松尾 智晶 氏 (京都産業大学 共通教育推進機構准教授)

 初年次に開講される全学共通教育科目「自己発見と大学生活」では、担当教員と授業を支援する上位年次生の学生ファシリテータを中心に、グループワークによる受講生、教員、社会人との「対話」を重視したアクティブ・ラーニングを実践している。各授業・部署との協働事業、ファシリテータ養成、学内外への発信を担う「F工房」の職員が学生ファシリテータに指導・助言を行う。これにより、学生ファシリテータ同志や受講生、教員との協働体験が実現し、学生の人間関係形成意欲を高める一翼を担っている。
 本科目を受講した初年次の学修成果実感調査では、自己理解やコミュニケーションスキルが向上したと回答する学生が大多数を占め、一定の教育成果を挙げている。特に、同年次の学生や先輩との情報交換や議論を評価する傾向が強いことから、学生ファシリテータの組織化や運営スタッフとの対話をより充実させることが今後の課題である。

<ミニ事例>

「アクティブ・ラーニングにおけるラーニングコモンズの活用について」

土井 健嗣 氏 (関西大学 教育開発支援課)

 平成26年度文部科学省「大学教育再生加速プログラム」に採択され、総合図書館の「ラーニングコモンズ」、凜風館の「コラボレーションコモンズ」、ITセンターの「サテライトステーション」の3つのラーニングコモンズを開設している。学生の自主学修をサポートする環境を整え、パソコン、プロジェクタ、ホワイトボードなどを活用し、グループ学修や勉強会等を開催できるようにしている。これらの学修空間を学生は誰でも自由に活用することができ、プレゼンテーションの練習や学びのアドバイザーに文章作成のスキルを学ぶことができるなど、学生の主体的学修(能動的学修)を促すアクティブな学修拠点となっている。

<講習会終了時における獲得目標の達成度>

1.大学教育の質的転換を図るための改革行動について認識を深めることができた

(達成度100%)

2.アクティブ・ラーニングや教学マネジメントについての取組みや方向性を把握することができた

(達成度97%)

3.ICTを活用するにあたって向き合わなければならない人的・組織的課題を認識することができた

(達成度81%)

第二分科会

「教学マネジメント」

<情報提供>

「シラバスの相互点検による学士力の明示に基づく修学指導の取組み」

河合 儀昌 氏 (金沢工業大学 情報処理サービスセンター所長)

 金沢工業大学では、学生自らが積極的に学修できるような「学生中心型の教育」への展開のため、シラバスによる教育内容の確認を通して、教育の質改善を目指す組織的な取り組みが行われている。具体的には、シラバスの相互点検や教員の自己点検評価による授業改善を、ICTを活用したWEBシステムを使って行い、また、教育の質を維持するために、学生一人ひとりに向き合う修学指導体制を構築している。個々人の各年次のGPAや累積修得単位、出席管理データなど、各種IRデータを活用し、学年ごとにポイント押さえた修学指導を全学的な教職協働のもとで行っている旨、紹介された。

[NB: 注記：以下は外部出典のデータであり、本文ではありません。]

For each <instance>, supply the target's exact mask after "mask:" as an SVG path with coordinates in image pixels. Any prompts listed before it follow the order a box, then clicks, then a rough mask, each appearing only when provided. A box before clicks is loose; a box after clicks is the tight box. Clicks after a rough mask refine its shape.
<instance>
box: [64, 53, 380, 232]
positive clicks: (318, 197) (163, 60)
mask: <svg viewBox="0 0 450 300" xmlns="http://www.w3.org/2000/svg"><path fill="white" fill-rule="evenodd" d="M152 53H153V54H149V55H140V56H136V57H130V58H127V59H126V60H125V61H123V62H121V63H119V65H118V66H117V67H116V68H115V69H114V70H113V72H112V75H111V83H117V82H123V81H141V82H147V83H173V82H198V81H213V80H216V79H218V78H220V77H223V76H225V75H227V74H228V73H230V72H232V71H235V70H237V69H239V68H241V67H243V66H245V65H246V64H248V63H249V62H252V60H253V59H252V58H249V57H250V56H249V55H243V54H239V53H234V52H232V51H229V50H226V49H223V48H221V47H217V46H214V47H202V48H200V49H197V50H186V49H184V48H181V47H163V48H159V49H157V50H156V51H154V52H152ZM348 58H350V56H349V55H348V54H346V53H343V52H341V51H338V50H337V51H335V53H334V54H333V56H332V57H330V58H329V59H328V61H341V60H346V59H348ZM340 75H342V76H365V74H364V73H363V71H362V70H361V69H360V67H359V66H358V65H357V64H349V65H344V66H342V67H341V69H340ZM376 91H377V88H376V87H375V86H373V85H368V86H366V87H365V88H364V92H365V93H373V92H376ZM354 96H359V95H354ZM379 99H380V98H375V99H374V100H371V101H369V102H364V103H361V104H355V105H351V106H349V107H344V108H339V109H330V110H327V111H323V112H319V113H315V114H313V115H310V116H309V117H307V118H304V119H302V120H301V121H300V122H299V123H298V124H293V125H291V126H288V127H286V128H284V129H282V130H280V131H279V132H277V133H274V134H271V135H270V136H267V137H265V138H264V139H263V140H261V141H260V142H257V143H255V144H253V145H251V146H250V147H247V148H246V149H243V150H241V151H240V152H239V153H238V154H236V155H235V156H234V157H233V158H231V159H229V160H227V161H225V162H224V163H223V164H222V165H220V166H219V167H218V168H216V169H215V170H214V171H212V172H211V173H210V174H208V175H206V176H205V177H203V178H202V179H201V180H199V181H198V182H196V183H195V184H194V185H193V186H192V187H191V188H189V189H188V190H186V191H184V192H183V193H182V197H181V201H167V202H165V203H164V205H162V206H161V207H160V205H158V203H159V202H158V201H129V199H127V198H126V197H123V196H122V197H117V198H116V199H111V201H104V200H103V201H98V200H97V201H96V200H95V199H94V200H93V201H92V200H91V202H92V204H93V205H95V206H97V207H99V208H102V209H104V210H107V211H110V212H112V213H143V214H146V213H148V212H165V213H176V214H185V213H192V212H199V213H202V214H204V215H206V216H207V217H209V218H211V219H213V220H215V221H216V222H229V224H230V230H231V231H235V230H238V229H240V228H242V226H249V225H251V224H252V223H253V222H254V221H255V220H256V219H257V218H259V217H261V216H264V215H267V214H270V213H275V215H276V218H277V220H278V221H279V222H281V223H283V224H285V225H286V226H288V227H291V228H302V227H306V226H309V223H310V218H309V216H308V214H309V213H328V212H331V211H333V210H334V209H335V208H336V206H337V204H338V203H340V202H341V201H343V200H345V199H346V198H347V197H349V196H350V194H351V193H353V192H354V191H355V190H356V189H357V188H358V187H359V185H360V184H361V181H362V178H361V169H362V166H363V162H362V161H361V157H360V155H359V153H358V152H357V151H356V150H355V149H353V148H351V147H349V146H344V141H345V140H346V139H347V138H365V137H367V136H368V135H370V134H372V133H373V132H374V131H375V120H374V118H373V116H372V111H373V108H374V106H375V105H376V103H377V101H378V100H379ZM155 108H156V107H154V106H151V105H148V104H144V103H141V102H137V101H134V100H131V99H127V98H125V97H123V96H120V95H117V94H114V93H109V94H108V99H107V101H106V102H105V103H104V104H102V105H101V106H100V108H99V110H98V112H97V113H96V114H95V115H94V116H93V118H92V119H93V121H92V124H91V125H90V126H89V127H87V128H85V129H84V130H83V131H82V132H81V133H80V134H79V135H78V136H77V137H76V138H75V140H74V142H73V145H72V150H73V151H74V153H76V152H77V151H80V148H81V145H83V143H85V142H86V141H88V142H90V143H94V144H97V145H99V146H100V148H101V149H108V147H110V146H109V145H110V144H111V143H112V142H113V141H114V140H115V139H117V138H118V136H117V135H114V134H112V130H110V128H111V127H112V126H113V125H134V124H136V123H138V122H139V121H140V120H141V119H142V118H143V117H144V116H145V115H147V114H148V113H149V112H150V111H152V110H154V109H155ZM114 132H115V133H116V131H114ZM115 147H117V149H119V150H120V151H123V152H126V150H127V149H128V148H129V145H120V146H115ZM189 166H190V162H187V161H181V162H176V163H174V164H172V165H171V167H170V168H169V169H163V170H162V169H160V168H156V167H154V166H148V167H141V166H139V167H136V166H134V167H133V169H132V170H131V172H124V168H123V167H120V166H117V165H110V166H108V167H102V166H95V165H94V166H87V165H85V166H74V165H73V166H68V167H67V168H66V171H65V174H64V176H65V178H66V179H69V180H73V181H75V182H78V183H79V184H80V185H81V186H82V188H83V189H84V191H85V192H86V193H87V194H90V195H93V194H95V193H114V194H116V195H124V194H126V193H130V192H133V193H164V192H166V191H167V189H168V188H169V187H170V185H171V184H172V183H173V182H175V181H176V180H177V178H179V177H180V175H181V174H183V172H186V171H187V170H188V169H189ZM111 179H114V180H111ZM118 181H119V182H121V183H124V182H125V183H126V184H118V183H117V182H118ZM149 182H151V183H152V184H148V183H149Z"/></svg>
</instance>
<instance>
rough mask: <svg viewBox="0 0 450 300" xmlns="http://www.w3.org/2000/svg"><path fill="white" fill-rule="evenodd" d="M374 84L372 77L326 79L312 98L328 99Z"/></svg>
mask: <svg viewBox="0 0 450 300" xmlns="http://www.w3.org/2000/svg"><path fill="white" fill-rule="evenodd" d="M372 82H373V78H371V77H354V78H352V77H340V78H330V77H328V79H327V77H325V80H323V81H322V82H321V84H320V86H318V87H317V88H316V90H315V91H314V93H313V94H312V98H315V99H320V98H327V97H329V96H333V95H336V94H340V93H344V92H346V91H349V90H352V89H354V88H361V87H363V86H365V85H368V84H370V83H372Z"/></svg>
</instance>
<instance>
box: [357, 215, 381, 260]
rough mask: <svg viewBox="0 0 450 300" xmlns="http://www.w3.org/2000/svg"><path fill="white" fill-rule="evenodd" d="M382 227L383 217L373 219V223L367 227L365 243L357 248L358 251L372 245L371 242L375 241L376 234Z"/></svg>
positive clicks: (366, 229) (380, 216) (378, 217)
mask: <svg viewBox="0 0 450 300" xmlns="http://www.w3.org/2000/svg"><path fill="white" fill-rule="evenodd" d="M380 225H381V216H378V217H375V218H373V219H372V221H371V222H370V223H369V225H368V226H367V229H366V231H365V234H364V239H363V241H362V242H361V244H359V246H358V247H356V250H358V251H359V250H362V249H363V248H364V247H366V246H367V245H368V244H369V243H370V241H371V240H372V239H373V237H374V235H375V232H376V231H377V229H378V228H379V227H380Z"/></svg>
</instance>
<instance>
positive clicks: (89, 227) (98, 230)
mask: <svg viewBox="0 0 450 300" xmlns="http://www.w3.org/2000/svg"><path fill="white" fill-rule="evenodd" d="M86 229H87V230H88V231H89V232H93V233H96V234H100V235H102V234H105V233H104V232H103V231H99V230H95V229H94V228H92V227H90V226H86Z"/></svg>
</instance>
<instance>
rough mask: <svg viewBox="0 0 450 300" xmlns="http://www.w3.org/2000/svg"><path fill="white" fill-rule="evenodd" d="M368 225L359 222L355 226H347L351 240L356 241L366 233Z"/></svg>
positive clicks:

「教育の質的転換を実現するための教学マネジメント体制確立への試み」

梅澤 修 氏 (横浜国立大学 大学教育総合センター長)

 横浜国立大学では、YNUイニシアティブを策定し中期目標・中期計画を示すことにより教育の質保証に向けた教育方針の明確化を図り、また、カリキュラムマップ、授業別ルーブリック、科目ナンバリングといった取り組みを通して、教育課程の体系化、厳格な成績管理化、学修成果可視化を進めている事例の紹介があった。今後の課題としては、ディプロマポリシーがわかるような形に変えていくために、教員中心の授業科目編成から学位プログラム中心の授業科目編成への転換が必要である。これらの教育改革を推進していくには、教員個人と教員組織における教育内容そのものへのマネジメント意識の共有と教職員組織内における授業科目の相互改善に向けて、全ての教職員が参画する全学的な教学マネジメント体制を整備することが重要であり、かつ、教学IRによる分析・提案が必要である旨、これまでの経験を通して具体的な説明がされた。

<講習会終了時における獲得目標の達成度>

1.大学教育の質的転換を図るための改革行動について認識を深めることができた

(達成度100%)

2.アクティブ・ラーニングや教学マネジメントについての取組みや方向性を把握することができた

(達成度93%)

3.ICTを活用するにあたって向き合わなければならない人的・組織的課題を認識することができた

(達成度89%)

―施設見学―

 昼の休憩時間に設定した雄飛館ラーニングコモンズ見学には全員が参加し、分科会終了後にオプションで実施した神山天文台見学には20名の参加があった。参加者からは、Webなどで施設の紹介はなされているが実際に見学することで理解が深まったなどの意見があった。

―総括―

「教育の質的転換とICT活用の戦略」

井端 正臣 氏 (私立大学情報教育協会事務局長)

 本協会事務局長より、教員による一方的授業から学生の主体性を引出し、伸ばす能動的学修に転換していくことの重要性、ICTを活用した教育改善の視点を明示し、全学的に展開していくために教学マネジメントにICTを戦略的に活用していく方向性として、入学から卒業までの情報を学内サイトに掲示し危機意識の共有化、学内サイトによるカリキュラムマップ、カリキュラムツリーの可視化、eシラバスによる教員相互の点検、ICTを活用した学修行動の把握、学修ポートフォリオと学修到達度を組み合わせた教学IRシステムによる教育プログラムの点検・分析による内部質保証の改善、学内サイトで学生と教職員間で意見交流する教学マネジメント体制について本協会の調査結果をもとに紹介された。

―おわりに―

 教育の質的転換を図るための改革行動には様々な角度から取組むことが求められ、特に今回のテーマである「アクティブ・ラーニング」及び「教学マネジメント」については、学修環境の構築や学修成果の可視化等、教職協働によるICTの活用が必須である。参加者には今回紹介をした取組みについて、自大学へのこれからの取組みに、是非役立てて頂きたい。また、取り組みの結果について、その成果や効果を紹介願いたい。